Louise Gold reviews Last Rights, Channel Four
Set in urban London, and the closed rooms of 10 Downing Street, Last Rights is a film that brings the seriousness of political corruption to street-level Britain. It depicts how an average inner city teenager catches a glimpse of the cynical, arrogant and dangerous plans law-makers could make if we let them; the reality behind all the personable speech-making and hand-shaking of the Government. The point is to show how the teenager, Max, can make a far greater impact on the system than he thinks, the system that has him down as apathetic and easily subordinated.
When the new Prime Minister (Charles Dance) achieves power in the fictitious yet strangely familiar storyline, written by Clive Bradley, he denounces any worries about the lack of opposition to his Democratic Consensus Party, explaining that “it’s not about opposition, it’s about government”.
The notion of a “democratic consensus” effectively dismisses any real conflict in society and ignores the interests of huge swathes of society, all with enough smarm to suggest good intentions. Ringing bells anyone? “The Third Way”, “Forward not back”, “modernisation” etc. Clive does a nice job of fitting every slimy, scary and secretive thing about New Labour into this “new” party, and into the PM’s character.
The film was aired on Channel Four as a three-part educational, focusing on the political concept of citizenship. That concept has had a kicking in recent years. The neo-liberal agenda adopted by Thatcher and consolidated by Blair, aims to make us more apathetic consumers than active citizens.
In the film, the ease at which the government passes legislation, that in the PM’s words, gives “the British people what we want”, demonstrates Rousseau’s dictum that we are “slaves” until momentarily freed at each general election. The restrictive laws that are “attacking civil liberties” in the film (and right now) show us the harm not getting involved can do.
The only political opposition to the government left in 2009, the year when the film is set, appears in the form of organised collectives, represented here by a motley crew of internet geeks and hippies. But what really shakes things up is the well cast (and frankly well fit) Max (Ashley Walters, aka Asher D from So Solid Crew, and star of Bullet Boy).

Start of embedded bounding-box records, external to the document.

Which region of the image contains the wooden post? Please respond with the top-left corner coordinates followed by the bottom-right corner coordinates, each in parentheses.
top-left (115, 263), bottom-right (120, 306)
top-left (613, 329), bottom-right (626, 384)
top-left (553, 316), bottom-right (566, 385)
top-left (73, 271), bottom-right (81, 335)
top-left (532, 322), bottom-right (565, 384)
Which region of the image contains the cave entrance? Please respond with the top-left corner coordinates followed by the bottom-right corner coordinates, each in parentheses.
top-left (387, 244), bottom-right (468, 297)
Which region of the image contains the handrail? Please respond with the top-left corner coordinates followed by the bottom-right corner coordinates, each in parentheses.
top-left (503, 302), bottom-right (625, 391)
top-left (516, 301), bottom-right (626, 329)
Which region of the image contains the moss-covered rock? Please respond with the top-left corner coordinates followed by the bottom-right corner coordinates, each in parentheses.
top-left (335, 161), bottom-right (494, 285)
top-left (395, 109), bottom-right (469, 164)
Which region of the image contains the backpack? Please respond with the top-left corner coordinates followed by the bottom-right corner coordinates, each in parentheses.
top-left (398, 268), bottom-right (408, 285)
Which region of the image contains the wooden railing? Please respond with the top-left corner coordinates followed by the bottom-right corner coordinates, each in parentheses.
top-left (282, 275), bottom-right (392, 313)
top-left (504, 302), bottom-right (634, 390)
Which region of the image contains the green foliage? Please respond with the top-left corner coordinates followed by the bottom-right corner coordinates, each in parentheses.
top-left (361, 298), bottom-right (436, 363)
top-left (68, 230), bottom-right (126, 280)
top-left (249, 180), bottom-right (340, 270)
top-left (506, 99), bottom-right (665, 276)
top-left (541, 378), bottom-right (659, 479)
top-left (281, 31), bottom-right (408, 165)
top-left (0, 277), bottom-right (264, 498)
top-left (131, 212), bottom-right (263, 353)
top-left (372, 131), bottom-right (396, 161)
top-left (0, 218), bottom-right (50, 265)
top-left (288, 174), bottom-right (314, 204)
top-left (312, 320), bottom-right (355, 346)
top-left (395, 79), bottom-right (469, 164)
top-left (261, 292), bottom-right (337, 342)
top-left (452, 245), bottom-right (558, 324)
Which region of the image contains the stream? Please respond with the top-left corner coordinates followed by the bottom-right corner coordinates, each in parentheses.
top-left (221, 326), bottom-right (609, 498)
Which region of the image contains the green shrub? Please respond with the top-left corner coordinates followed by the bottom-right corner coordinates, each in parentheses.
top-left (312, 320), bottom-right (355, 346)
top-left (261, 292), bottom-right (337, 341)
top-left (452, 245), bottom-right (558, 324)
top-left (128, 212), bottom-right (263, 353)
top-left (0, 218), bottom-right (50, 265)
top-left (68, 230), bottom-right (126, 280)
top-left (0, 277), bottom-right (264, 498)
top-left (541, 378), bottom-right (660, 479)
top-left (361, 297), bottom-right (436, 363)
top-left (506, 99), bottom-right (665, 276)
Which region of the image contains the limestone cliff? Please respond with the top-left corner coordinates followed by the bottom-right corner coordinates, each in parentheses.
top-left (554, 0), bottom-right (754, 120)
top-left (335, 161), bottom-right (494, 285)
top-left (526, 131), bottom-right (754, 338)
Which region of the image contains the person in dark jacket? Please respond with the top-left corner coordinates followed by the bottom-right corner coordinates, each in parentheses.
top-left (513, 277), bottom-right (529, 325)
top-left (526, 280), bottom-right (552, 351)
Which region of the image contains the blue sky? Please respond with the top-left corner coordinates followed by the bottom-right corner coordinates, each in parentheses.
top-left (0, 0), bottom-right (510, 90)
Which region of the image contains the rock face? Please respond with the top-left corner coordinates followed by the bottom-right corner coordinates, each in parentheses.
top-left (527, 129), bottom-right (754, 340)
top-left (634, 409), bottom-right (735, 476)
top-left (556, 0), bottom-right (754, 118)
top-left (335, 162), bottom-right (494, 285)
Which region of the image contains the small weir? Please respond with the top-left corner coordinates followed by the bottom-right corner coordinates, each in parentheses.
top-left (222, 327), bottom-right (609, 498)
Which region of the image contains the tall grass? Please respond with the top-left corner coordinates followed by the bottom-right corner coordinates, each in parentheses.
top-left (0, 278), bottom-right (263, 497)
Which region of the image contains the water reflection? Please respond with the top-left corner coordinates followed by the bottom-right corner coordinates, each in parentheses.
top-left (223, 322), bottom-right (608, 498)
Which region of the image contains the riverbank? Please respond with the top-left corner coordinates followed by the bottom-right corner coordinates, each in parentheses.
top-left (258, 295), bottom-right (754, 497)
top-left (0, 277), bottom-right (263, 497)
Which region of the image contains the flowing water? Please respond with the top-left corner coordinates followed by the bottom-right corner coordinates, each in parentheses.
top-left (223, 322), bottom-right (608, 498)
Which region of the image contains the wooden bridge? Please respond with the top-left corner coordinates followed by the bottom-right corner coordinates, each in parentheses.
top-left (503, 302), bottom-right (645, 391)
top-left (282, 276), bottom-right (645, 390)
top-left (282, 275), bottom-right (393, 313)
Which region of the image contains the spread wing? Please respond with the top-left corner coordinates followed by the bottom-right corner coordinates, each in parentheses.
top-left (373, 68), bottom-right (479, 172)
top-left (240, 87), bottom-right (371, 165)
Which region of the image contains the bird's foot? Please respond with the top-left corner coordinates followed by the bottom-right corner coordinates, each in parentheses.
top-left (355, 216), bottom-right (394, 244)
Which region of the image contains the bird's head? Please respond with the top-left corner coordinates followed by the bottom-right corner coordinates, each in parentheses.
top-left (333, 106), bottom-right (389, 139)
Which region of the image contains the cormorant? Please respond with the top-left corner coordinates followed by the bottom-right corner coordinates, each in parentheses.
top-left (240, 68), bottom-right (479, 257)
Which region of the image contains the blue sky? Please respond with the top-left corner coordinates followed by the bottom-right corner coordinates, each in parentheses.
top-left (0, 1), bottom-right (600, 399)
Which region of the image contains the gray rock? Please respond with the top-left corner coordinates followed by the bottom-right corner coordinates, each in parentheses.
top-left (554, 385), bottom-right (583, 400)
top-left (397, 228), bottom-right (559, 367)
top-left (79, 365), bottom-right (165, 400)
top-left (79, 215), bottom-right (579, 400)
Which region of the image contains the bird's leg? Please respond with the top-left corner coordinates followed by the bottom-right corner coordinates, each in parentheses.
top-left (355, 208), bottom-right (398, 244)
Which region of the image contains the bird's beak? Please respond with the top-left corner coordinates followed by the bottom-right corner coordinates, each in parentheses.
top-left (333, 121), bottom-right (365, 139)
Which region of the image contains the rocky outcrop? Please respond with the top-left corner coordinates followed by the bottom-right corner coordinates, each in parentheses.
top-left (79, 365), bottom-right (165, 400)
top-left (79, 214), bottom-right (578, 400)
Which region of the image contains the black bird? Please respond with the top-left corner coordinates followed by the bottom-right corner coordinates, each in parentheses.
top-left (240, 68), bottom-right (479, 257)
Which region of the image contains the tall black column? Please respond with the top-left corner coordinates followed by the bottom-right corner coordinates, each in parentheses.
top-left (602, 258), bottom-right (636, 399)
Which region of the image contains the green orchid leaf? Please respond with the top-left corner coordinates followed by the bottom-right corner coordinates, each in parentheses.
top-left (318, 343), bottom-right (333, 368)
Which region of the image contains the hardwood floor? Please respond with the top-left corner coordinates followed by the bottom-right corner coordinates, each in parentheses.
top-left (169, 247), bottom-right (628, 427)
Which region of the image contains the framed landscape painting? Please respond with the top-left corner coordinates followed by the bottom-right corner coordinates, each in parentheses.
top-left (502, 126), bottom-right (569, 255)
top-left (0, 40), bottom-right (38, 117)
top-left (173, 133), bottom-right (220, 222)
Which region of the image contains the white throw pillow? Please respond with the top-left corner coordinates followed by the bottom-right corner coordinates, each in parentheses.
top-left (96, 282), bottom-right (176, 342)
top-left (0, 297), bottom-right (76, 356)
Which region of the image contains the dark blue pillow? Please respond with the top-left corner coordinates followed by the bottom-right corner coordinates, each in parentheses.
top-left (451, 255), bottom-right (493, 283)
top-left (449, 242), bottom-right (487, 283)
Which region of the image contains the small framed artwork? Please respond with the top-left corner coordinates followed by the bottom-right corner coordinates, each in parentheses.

As our chief protagonist we cannot help but like Max. Max is a black teenage boy from a patriarchal single parent family and his character tackles stereotypes head on. Single parent families are usually matriarchal, and Max isn’t the ghetto rude boy viewers might have expected him to be. Max exceeds our expectations and has a sense of humour too. Although seemingly disengaged from what’s happening politically, he becomes entangled in it anyway because of an overriding loyalty to his friend Tariq.
Tariq, put to work thieving by the brutal Steve, steals David Spears’s (Philip Glenister) laptop in the opening scenes. Spears is the PM’s right hand man, and this turn of events gets the boys embroiled in brutality at the hands of the governments “special unit” or “secret police”. The importance of these characters, not only to the plot but also to making it relevant to a young, impressionable and sometimes apolitical audience, is of the utmost importance.
Enter the PM’s daughter, Melissa Wheeler (Keira Malik), whose affair with Spears goes unnoticed by her father. The PM refers to her as his “first lady”, an Americanism that suggests the centralising of power into the PM’s hands.
She in turn fails to notice her father’s alarming political plans. That is, until, whilst trying to get the laptop back, Melissa becomes involved in Max’s search for Tariq.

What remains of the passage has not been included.